Limitations and strengths

Although the present paper is limited to HWs in health facilities providing EmOC, the findings and their interpretation respond to the existing gender-related gaps in the health workforce distribution in the United Republic of Tanzania. Factors such as marital status and spouse’s place of work which may also influence one’s choice of career specialization were not available.

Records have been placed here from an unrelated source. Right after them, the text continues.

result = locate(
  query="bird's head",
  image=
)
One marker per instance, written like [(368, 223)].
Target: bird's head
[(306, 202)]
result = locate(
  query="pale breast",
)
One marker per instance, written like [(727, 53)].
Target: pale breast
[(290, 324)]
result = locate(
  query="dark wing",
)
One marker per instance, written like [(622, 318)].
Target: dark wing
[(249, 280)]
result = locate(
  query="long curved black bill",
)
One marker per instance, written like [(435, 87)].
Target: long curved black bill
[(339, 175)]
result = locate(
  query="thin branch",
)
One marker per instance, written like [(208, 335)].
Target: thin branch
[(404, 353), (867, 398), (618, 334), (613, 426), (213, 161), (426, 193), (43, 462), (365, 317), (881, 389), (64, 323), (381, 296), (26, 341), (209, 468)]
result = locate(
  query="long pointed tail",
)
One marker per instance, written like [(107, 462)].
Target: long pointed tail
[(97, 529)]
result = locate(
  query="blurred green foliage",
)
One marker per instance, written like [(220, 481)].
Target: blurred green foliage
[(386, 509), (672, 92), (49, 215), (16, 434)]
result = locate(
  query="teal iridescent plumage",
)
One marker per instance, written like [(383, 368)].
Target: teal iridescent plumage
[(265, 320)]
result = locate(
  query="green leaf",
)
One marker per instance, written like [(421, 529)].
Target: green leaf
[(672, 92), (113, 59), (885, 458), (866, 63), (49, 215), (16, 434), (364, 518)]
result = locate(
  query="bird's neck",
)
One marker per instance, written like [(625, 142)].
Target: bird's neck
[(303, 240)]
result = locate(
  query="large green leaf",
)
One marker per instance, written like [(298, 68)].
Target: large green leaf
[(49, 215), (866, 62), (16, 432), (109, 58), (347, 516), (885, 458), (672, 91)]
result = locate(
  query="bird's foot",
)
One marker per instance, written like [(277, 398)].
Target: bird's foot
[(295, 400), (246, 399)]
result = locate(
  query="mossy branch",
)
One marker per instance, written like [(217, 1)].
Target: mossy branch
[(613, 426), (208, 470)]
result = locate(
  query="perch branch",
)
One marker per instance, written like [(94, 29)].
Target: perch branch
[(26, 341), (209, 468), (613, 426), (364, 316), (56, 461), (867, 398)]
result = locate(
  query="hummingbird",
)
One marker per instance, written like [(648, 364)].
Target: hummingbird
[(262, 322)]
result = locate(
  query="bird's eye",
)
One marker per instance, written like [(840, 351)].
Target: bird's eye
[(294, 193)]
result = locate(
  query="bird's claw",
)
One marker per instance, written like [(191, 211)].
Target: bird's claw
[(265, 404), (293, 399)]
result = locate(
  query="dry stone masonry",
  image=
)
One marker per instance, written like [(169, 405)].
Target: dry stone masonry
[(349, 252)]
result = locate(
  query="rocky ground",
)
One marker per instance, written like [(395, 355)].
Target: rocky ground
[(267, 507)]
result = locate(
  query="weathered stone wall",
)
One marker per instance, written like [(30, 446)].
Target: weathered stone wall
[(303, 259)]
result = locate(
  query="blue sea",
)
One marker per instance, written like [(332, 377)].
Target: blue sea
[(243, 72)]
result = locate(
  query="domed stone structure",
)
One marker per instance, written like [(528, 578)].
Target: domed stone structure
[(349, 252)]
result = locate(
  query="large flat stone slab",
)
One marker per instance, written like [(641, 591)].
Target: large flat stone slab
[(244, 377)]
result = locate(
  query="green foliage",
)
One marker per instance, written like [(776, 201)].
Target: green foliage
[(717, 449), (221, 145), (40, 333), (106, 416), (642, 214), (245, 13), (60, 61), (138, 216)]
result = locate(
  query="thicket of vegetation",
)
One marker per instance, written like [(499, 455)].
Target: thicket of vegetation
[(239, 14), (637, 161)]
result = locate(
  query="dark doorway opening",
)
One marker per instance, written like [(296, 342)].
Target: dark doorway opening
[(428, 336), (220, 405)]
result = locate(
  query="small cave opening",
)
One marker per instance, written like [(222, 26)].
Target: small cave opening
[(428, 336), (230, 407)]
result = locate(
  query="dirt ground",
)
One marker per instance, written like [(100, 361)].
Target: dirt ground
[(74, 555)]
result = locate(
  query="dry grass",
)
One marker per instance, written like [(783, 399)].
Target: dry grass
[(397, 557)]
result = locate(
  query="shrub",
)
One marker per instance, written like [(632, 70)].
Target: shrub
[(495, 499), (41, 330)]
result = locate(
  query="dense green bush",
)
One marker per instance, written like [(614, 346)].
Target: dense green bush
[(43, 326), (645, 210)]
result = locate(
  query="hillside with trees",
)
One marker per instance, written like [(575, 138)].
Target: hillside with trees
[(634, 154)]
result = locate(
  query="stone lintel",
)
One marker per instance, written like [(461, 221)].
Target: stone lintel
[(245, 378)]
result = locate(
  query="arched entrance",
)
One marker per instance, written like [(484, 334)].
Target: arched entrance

Future research should examine more cadres at all levels of the United Republic of Tanzanian health care delivery framework.

Despite these limitations, this study makes an important contribution to the human resources for health literature by deeply considering the gender dimension in the distribution of the health workforce in the United Republic of Tanzania. Unlike some studies in the field [6, 16], our study goes beyond descriptive analysis to apply multivariate analysis to control for confounding factors and see clearly the role of gender in the distribution of HWs in the United Republic of Tanzania. Gender is an aspect often overlooked in medical and general public health studies that address questions related to human resources for health in various countries [26].

Conclusions

The gender-based distribution of the United Republic of Tanzania’s health workforce cadres is significantly skewed, with MCHA/MA, nursing and midwifery cadres being large and female-dominant, whereas CO and MD cadres are slim in absolute numbers and male-dominant. It is important that gender be considered a dimension of crucial importance in human resources planning in the United Republic of Tanzania as this will not only contribute to uplifting the United Republic of Tanzania’s doctor-to-population ratio, but will also respond to possible health service users’ preferences regarding the gender of the service providers. As a result, this may enhance health seeking behaviour and health care utilization.